By Dennis Crouch
Most operating businesses that rely on intellectual property (IP) rights do not focus on a single form of rights but instead take a layered approach that includes patent law along with trademark, copyright, contractual limitations, and design rights, for instance. Each form of IP has weak points and overlapping coverage provides a greater level of certainty that any underlying market value can be protected. Of course, overlapping rights create difficulties for users that rely upon the public domain and fair use. The bulk of governmental money spent on administering intellectual property rights goes through the US Patent & Trademark Office (PTO) — an executive agency housed within the Department of Commerce. Although the PTO only administrates patent and trademark issues, the Director of the USPTO also serves as the Undersecretary of Commerce in charge of Intellectual Property and has the role of advising the President and other federal agencies on all aspects of intellectual property – including copyright law. Of late, this role is shared somewhat with the White House Office of the U.S. Intellectual Property Enforcement Coordinator.
Whither the Copyright Office: There is a clear structural reason why the President and executive agencies cannot rely on the US Copyright Office for advice about copyright law. The Copyright Office is housed within the Library of Congress, which itself is managed by Congress rather than the President. Thus the US Copyright Office does not officially represent the Administration or shape Administration policy. This is an odd setup — especially with the rising and overlapping market role for intellectual property rights. From a theoretical standpoint, it is unclear whether the fractured administrative structure leads to rights that are either too strong or too weak. What we can tell is that the structure leads to a lack of coordination in administration of the various IP systems within the US.
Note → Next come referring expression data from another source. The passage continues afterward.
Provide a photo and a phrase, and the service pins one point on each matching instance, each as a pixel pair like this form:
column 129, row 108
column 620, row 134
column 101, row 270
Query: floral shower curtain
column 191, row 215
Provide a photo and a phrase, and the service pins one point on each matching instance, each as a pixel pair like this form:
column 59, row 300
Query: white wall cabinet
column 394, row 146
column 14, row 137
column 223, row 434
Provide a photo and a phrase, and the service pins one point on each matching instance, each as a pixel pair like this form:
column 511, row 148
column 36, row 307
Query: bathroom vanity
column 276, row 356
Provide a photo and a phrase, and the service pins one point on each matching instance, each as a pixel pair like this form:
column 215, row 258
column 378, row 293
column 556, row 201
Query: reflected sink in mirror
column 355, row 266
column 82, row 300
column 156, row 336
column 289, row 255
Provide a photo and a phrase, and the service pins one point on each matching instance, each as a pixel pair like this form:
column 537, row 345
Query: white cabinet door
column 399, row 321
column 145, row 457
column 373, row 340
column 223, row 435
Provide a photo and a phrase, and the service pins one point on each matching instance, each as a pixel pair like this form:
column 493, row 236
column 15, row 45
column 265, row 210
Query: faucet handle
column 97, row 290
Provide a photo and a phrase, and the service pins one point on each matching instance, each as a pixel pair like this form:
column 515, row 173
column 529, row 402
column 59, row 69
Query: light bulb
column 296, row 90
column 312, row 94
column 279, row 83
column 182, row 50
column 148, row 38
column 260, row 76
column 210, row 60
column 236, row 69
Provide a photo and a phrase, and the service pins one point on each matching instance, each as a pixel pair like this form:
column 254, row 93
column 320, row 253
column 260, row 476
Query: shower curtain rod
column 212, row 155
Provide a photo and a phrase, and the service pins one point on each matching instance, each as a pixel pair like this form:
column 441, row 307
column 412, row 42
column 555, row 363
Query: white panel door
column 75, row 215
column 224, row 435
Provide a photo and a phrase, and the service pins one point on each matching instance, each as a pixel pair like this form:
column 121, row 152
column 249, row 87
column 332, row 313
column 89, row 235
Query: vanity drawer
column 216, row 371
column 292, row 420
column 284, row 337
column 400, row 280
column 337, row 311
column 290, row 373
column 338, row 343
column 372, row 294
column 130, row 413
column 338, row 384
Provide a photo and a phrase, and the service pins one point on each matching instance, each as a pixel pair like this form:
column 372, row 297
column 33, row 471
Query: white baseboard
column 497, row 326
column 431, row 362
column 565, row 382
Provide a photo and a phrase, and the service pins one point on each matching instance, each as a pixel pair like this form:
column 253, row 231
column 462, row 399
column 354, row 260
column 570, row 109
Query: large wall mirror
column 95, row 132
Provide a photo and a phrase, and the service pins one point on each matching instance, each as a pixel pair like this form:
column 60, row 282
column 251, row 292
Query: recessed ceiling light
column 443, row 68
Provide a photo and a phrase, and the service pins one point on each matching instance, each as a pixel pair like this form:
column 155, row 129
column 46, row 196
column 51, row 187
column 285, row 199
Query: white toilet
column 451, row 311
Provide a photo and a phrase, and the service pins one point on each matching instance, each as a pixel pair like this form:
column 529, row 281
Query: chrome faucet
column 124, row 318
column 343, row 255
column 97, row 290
In his 1995 Congressional testimony on the topic, Bill Patry identified the fractured structure as "an historical anomaly."
It is not the result of a judgment that the legislative branch is where the Copyright Office belongs. It occurred solely because there was a very clever, ambitious Librarian of Congress who figured out that rather than relying upon appropriated funds, which is not a great way for agencies to fund themselves, he would get free books. He got free books by convincing Congress to require publishers and authors to give the Library free books. That is how the Copyright Office got into the Library of Congress.
The answer: In 1995, the Senate proposed a solution – a United States Intellectual Property Organization (USIPO). (S. 1961). Although the Bill did not emerge from committee at the time, the newly proposed organization would fall in line with many of our trading partners, including the UK IPO, the Canadian IPO, and the World Intellectual Property Organization (WIPO).
Back in 1995, then Register of Copyrights Marybeth Peters commented that such a move may unduly politicize the Copyright Office. Peters was also concerned that the historic and humanist value of the copyright registry would be soiled if joined with the commerce-focused patent and trademark administrators.
Bill Patry testified before the Senate in support of the concept of the USIPO and argued that the Copyright Office functions are executive not legislative:
Well, the Office doesn't perform any legislative functions. Why should it remain in the legislative branch? The answer that you are given is essentially that is the way it has always been and we like it that way. But if you have go the two other forms of intellectual property … why should the third one be over here and on the other side of the Potomac? It is really a quaint sort of nostalgia for the past. It is an obstacle for the future.
Members of Congress also expressed reticence about giving up direct control of the office. At the time, the Intellectual Property Owners Association and AIPLA suggested "further study."
In the years since 1995, we have seen a great convergence in the marketplace role of the various intellectual property schemes. It seems to me that the time is ripe to consider the issue once again.